The materials assembled here cover the literature, both secondary and primary, in English, French, German, Italian, Spanish, Portuguese, and Latin. I have aimed to be as comprehensive as possible when dealing specifically with the Christian peace tradition as discussed above, but have been more selective with historical background materials, with the tangential literature on the just war, and with the most recent periodical literature of current events. When comprehensive bibliographies on particular topics already exist, as for example on Thomas Merton, Dorothy Day or the Berrigans, I have generally cited only these but have also included those materials, whether listed in these bibliographies or not, that I have found particularly worthy of mention.
The Entries
This bibliography originally included materials up to November 1986. In many cases studies that were written in the nineteenth century or in the first two decades of this century and incorporated into later research have not been included, since their findings or their usefulness as research resources have been superseded. The entries themselves are arranged by chronological topic, and then alphabetically by author or by title where there is no author. All entries are numbered consecutively, and cross references are by number entry. Entries that occur in more than one section or chapter generally contain a shortened author and title entry, along with a cross reference to the original citation.

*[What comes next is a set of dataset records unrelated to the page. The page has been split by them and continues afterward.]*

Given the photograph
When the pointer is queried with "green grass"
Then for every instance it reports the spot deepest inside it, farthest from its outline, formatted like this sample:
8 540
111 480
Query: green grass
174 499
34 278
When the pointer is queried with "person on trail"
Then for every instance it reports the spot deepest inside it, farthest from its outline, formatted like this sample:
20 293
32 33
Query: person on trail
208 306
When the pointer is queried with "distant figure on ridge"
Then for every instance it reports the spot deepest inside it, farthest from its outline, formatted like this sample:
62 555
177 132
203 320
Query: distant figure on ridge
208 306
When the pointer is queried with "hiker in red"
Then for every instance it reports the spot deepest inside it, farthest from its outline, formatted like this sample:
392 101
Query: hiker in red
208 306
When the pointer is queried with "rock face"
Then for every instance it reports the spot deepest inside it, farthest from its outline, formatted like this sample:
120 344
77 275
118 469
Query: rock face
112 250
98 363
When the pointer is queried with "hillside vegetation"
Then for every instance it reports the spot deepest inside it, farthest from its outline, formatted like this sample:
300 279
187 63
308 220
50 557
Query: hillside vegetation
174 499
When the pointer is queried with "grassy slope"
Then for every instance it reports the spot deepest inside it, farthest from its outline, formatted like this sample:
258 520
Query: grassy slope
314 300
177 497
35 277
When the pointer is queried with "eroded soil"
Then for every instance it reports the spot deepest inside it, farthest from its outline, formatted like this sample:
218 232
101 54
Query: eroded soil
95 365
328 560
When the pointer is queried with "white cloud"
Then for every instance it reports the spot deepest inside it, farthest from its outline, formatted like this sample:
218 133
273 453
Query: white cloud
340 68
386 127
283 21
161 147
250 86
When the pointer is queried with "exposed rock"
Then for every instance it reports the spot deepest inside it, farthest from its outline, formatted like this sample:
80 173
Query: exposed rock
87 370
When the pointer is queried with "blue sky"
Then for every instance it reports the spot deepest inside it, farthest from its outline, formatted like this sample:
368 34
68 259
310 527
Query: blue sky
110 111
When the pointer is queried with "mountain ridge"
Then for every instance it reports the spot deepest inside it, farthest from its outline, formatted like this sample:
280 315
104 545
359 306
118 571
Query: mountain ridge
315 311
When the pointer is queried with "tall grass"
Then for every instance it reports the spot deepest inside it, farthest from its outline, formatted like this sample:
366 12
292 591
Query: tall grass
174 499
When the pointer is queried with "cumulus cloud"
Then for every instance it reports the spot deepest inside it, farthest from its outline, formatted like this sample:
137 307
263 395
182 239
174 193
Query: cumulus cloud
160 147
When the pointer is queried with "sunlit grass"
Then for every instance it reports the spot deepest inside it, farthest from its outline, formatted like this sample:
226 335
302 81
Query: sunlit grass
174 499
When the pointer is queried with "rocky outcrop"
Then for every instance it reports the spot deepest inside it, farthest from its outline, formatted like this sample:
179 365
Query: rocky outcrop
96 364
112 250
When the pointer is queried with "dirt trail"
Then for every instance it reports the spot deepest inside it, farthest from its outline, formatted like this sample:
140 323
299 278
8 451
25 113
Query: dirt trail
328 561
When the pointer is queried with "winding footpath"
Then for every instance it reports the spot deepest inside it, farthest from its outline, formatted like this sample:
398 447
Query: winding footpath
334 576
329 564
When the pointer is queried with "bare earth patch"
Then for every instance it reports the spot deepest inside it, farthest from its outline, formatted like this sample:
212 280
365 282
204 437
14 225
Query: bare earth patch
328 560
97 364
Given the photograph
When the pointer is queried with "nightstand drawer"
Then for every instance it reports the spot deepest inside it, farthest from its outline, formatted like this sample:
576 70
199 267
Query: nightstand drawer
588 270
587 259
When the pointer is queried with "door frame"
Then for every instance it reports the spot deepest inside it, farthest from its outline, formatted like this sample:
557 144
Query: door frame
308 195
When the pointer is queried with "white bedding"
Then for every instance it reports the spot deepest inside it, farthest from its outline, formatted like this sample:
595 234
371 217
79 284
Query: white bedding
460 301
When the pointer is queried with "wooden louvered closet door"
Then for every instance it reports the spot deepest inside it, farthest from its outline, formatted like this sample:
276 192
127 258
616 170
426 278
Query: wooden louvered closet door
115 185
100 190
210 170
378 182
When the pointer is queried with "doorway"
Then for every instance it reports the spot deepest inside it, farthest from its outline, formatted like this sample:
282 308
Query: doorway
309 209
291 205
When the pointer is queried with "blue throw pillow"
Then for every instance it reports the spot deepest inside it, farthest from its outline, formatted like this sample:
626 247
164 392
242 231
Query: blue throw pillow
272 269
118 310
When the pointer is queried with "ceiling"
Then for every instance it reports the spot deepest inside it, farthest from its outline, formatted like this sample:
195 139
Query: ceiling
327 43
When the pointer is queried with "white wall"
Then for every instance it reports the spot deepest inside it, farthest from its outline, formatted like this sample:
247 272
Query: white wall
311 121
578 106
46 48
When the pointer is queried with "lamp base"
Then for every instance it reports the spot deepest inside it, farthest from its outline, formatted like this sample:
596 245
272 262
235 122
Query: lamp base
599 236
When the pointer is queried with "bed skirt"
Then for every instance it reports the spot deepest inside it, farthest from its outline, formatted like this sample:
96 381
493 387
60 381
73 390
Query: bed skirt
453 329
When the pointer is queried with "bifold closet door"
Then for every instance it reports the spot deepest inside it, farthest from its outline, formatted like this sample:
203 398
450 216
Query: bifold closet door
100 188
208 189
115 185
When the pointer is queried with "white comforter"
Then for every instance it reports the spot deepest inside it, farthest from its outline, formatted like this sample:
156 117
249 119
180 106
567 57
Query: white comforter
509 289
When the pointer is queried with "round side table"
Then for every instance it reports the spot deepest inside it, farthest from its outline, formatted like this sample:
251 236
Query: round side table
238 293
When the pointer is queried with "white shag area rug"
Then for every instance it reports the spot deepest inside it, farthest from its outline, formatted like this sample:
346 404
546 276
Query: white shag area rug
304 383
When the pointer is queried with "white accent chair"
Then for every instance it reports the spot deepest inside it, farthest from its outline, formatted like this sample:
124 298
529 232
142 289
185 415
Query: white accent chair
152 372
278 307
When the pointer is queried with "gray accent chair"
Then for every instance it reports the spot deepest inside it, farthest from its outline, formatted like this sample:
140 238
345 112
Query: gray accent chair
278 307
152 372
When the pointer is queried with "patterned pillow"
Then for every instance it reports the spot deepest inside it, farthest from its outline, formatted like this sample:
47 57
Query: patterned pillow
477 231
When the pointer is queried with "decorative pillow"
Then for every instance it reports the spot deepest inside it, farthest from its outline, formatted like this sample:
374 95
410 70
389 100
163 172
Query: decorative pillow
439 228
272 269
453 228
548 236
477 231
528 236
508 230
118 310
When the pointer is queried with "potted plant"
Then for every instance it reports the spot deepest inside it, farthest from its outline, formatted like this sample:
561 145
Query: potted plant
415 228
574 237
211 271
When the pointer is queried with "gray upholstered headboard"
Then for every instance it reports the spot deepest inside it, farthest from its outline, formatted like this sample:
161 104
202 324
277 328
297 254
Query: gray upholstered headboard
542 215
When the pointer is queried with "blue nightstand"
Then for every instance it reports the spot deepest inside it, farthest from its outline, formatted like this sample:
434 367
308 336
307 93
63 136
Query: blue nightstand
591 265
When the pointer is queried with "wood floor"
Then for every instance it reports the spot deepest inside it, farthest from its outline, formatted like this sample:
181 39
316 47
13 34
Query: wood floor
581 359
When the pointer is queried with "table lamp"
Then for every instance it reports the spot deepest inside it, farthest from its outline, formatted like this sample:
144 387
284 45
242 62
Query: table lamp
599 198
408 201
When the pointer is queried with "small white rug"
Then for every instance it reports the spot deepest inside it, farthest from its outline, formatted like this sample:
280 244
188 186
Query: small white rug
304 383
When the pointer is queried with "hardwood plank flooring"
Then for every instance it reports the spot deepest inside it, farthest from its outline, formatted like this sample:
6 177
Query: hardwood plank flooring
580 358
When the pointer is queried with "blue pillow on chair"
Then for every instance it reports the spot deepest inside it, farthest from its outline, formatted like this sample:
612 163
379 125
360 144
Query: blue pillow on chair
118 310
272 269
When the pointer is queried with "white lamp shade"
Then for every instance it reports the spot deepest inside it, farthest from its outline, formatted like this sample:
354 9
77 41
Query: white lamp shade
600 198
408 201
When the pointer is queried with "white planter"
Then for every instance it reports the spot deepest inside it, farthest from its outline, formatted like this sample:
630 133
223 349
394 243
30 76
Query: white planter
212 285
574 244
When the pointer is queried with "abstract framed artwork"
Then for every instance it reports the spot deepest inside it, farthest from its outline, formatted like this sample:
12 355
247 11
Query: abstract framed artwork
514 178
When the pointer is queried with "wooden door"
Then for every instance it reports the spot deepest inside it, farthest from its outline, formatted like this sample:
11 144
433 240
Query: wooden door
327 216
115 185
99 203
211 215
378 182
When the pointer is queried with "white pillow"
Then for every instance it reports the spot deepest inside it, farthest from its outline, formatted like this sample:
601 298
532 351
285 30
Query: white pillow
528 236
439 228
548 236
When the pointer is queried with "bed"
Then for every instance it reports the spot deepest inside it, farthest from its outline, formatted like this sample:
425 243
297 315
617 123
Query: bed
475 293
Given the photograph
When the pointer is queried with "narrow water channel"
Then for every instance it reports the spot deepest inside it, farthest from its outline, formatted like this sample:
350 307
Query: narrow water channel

The number and division of chapters in this book has been devised to follow as closely as possible the sequence in my narrative account, The Catholic Peace Tradition. This is so the user of the bibliography can have an easy frame of reference to this narrative history, and that the reader of the narrative can easily assemble the research materials used for any particular topic or period. Only one chapter in this book, “Introductory,” does not follow this pattern. This chapter, instead, contains materials that are of a general use for the study of peace, or materials that occur in more than one chapter and for which an initial reference here, without annotation, has proven more convenient for use and later citation. The length of my comments varies, of course, with the importance or difficulty of the interpretation of the material. In occasional entries I have also included personal comments on the importance of the materials or taken issue with interpretations. In some cases I have listed materials that I have not seen, but I have so noted all these instances. In cases of subsequent editions of works cited, I have found it sufficient simply to note this in the main entry.